TL; DR -- Bloomberg, a global leader in financial technology and data, has successfully deployed LMCache, an open-source KV cache layer optimized for LLM inference, into its production backend. Over the past three months, Bloomberg has used LMCache to greatly reduce the cost and latency of running large language models (LLMs) at scale.

image

As financial institutions increasingly turn to LLMs to process sensitive documents, real-time news, and structured financial data, privacy and control have become paramount. Public LLM APIs, while convenient, have limitations in terms of internal compliance and data protection. For this reason, enterprises like Bloomberg are embracing open-source LLMs hosted within their own secure environments, in addition to using public LLM APIs.

Yet with this shift comes a new challenge: inference cost and delay. Running open-source LLMs in-house requires substantial GPU resources, and the cost scales quickly with usage. That’s where LMCache comes in.

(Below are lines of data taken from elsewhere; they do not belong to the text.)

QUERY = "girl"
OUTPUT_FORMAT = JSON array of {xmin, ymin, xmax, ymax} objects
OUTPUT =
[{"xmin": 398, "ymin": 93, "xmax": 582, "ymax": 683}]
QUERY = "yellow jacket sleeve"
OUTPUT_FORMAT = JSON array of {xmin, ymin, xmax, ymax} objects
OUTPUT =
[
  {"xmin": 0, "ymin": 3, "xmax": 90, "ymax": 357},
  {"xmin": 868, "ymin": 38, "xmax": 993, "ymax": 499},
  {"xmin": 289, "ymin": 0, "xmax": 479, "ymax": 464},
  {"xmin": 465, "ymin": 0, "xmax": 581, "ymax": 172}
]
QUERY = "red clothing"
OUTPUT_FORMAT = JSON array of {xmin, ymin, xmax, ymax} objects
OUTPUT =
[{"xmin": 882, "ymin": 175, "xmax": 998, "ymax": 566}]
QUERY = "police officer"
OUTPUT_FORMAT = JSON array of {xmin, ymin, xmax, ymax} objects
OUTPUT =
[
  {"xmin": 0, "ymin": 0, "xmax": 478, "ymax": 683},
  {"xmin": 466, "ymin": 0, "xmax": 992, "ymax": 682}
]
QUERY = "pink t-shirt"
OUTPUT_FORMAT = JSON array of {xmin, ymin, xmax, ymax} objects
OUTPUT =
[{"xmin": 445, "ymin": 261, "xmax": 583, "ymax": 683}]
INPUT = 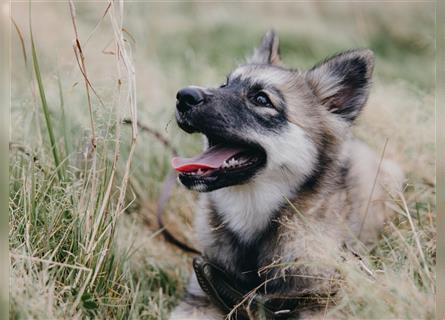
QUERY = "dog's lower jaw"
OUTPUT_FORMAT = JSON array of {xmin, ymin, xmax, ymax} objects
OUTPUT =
[{"xmin": 204, "ymin": 124, "xmax": 318, "ymax": 243}]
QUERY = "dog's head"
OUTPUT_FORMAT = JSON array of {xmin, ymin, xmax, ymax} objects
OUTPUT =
[{"xmin": 173, "ymin": 31, "xmax": 373, "ymax": 192}]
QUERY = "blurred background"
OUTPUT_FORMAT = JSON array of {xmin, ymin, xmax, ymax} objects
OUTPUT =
[{"xmin": 9, "ymin": 2, "xmax": 435, "ymax": 319}]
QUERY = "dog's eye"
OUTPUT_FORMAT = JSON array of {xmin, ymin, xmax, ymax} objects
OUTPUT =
[{"xmin": 253, "ymin": 92, "xmax": 273, "ymax": 108}]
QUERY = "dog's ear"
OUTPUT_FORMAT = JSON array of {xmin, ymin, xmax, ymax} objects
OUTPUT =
[
  {"xmin": 248, "ymin": 30, "xmax": 281, "ymax": 65},
  {"xmin": 306, "ymin": 49, "xmax": 374, "ymax": 121}
]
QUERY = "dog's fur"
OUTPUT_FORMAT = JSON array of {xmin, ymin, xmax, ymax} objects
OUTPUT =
[{"xmin": 171, "ymin": 32, "xmax": 403, "ymax": 319}]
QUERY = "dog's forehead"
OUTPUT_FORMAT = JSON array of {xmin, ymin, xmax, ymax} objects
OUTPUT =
[{"xmin": 229, "ymin": 64, "xmax": 294, "ymax": 85}]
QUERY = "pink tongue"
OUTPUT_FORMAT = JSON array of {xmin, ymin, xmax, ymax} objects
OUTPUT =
[{"xmin": 172, "ymin": 145, "xmax": 243, "ymax": 172}]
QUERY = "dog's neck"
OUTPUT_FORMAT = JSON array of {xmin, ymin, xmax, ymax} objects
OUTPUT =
[{"xmin": 209, "ymin": 166, "xmax": 304, "ymax": 243}]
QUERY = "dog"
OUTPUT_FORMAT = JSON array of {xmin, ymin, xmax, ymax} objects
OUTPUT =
[{"xmin": 171, "ymin": 31, "xmax": 403, "ymax": 320}]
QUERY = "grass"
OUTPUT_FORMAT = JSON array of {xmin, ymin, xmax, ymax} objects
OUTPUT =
[{"xmin": 9, "ymin": 2, "xmax": 436, "ymax": 319}]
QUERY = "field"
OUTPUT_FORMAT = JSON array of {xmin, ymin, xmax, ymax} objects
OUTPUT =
[{"xmin": 9, "ymin": 2, "xmax": 436, "ymax": 319}]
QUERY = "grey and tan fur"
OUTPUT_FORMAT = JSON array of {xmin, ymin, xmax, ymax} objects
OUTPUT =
[{"xmin": 171, "ymin": 32, "xmax": 403, "ymax": 319}]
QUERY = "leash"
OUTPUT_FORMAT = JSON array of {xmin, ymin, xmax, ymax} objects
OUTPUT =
[
  {"xmin": 193, "ymin": 256, "xmax": 325, "ymax": 320},
  {"xmin": 122, "ymin": 119, "xmax": 201, "ymax": 254}
]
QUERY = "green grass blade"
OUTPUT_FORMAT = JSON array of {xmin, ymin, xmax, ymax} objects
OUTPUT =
[{"xmin": 29, "ymin": 24, "xmax": 63, "ymax": 180}]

Over the past eight months, the LMCache team and Bloomberg’s ML infra team have worked closely to integrate and optimize LMCache for Bloomberg’s needs.

(Insert quote placeholder from Bloomberg engineer or infrastructure lead about collaboration and responsiveness)

LMCache’s high-performance design yields a cache hit rate up to 40–50% in Bloomberg’s environment. This translates to fewer redundant GPU operations and faster responses for end-users —- especially in workloads involving repeated queries or conversational history. Much of the gain comes from LMCache’s advanced KV cache offloading techniques, which minimize contention on GPU compute cycles.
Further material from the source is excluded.